How To Index A NVarchar(MAX) Table In SQL Server
[SQL Server]
Suppose we have this table:
CREATE TABLE Books
(
BookID UNIQUEIDENTIFIER PRIMARY KEY
DEFAULT (NEWSEQUENTIALID()),
Title NVARCHAR(500) NOT NULL
UNIQUE,
PublishDate DATE NOT NULL,
Abstract NVARCHAR(MAX) NOT NULL
);
Let’s insert a bit of data into it.
INSERT dbo.Books
(
Title,
PublishDate,
Abstract
)
VALUES
(
'The Hunger Games', '09/14/08', ''
),
(
'Harry Potter and the Order of the Phoenix', '09/28/04', ''
),
(
'To Kill a Mockingbird', '05/23/06', ''
),
(
'Pride and Prejudice', '10/10/2000', ''
),
(
'Twilight', '09/06/2006', ''
),
(
'The Book Thief', '03/14/06', ''
),
(
'Animal Farm', '04/28/96', ''
),
(
'The Chronicles of Narnia', '09/16/02', ''
),
(
'J.R.R. Tolkien 4-Book Boxed Set: The Hobbit and The Lord of the Rings', '09/25/12', ''
);
We then want to be able to query this data for a bunch of things, so it would make sense to index the columns.
CREATE INDEX ixBookTitle
ON dbo.Books (Title);
CREATE INDEX ixBookPublishDate
ON dbo.Books (PublishDate);
CREATE INDEX ixBookAbstract
ON dbo.Books (Abstract);
The first two will execute successfully.
The third, however, would refuse with this error:
Msg 1919, Level 16, State 1, Line 7
Column 'Abstract' in table 'dbo.Books' is of a type that is invalid for use as a key column in an index.

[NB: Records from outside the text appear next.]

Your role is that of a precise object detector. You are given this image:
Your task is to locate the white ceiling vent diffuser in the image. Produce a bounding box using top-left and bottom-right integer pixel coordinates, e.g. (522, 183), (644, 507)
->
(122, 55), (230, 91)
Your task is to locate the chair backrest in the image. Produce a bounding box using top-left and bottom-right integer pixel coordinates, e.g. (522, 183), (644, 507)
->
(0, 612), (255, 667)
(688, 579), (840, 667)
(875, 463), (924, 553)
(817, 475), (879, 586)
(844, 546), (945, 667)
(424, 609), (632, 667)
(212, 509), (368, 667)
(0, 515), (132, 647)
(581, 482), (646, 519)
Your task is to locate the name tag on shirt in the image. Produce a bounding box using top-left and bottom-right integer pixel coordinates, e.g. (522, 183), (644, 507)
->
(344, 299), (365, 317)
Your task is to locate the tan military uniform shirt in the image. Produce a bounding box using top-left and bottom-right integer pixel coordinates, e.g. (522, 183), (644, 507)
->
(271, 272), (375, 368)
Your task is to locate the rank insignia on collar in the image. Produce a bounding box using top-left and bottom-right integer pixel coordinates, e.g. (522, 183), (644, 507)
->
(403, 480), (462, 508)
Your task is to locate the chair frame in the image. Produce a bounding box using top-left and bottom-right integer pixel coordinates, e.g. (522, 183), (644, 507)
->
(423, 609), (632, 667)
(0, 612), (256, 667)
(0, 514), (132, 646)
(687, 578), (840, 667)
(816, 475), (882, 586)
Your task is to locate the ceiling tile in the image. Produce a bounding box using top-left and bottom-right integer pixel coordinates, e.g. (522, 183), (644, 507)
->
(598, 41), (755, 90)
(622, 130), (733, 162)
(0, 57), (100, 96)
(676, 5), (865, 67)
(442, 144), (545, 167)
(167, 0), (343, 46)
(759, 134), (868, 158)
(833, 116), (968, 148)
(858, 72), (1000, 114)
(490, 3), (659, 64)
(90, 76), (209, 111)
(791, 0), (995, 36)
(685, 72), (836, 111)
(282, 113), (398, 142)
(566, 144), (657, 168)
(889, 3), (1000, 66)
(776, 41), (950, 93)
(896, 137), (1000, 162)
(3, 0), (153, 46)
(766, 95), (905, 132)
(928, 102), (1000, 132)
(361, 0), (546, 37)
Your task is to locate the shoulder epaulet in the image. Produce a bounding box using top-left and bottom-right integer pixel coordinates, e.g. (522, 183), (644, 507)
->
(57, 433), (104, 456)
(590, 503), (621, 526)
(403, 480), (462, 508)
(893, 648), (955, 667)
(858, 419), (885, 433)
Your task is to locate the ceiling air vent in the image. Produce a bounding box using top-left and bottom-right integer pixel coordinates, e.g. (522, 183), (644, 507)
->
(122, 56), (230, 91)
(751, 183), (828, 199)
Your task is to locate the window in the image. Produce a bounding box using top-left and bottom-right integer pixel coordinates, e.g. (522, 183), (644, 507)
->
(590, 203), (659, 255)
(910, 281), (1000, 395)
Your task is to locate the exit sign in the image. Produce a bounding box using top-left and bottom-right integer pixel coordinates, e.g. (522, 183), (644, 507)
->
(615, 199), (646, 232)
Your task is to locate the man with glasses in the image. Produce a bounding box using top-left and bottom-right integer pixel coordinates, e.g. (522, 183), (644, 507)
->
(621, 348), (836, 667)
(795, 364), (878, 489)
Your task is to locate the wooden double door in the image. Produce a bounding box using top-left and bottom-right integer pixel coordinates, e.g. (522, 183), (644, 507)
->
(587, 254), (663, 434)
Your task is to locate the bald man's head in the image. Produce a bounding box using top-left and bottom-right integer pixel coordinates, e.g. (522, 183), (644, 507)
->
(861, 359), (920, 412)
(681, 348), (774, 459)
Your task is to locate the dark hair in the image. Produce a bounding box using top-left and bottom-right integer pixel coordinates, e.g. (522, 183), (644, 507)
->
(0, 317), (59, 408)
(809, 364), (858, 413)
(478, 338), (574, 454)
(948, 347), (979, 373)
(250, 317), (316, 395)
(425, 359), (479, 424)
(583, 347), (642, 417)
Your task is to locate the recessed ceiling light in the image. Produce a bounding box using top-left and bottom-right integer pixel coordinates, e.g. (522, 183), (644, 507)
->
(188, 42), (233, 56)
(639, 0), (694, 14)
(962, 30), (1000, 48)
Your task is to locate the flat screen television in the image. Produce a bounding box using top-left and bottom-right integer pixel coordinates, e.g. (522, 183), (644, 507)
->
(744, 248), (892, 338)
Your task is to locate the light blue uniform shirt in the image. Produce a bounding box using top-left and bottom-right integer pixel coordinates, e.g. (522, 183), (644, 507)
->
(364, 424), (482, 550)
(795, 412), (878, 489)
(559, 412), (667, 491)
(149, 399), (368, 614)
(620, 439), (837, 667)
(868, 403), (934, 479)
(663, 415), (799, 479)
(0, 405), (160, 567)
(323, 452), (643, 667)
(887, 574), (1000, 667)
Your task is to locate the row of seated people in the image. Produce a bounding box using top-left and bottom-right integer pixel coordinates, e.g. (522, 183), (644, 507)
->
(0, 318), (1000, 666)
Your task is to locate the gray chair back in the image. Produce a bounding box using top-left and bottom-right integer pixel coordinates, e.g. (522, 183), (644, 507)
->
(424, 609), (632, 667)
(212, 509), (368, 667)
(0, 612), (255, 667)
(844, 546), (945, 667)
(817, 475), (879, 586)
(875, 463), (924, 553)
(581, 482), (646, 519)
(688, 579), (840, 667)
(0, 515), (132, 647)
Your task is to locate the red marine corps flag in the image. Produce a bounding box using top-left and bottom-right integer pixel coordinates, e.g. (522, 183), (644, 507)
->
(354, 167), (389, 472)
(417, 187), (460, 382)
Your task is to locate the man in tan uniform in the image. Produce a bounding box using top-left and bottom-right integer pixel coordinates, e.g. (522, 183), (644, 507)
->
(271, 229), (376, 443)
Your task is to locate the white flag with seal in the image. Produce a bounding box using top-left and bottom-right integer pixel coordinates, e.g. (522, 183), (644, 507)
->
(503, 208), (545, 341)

This is because you cannot actually index a NVARCHAR(MAX) column.
Not directly, anyway.
There are two ways to go around this.
1. Include Indexes
Much as you cannot directly index NVARCHAR(MAX)
columns, they can participate in an index by being included.
So you can do this:
CREATE INDEX ixBookIDAbstract
ON dbo.Books (BookID)
INCLUDE (Abstract);
We can verify that this index would be used by running a query and looking at the query plan.
2. Index Computed Columns
Another way of going around this problem is to create a computed column and then index that
ALTER TABLE dbo.Books
ADD
AbstactCheckSum AS CHECKSUM(Books.Abstract);
GO
CREATE INDEX ixBooksAbstractChecksum
ON dbo.Books (AbstactCheckSum);
Here we are making use of the knowledge of the CHECKSUM SQL Server function, that given an input will generate a checksum value (a number).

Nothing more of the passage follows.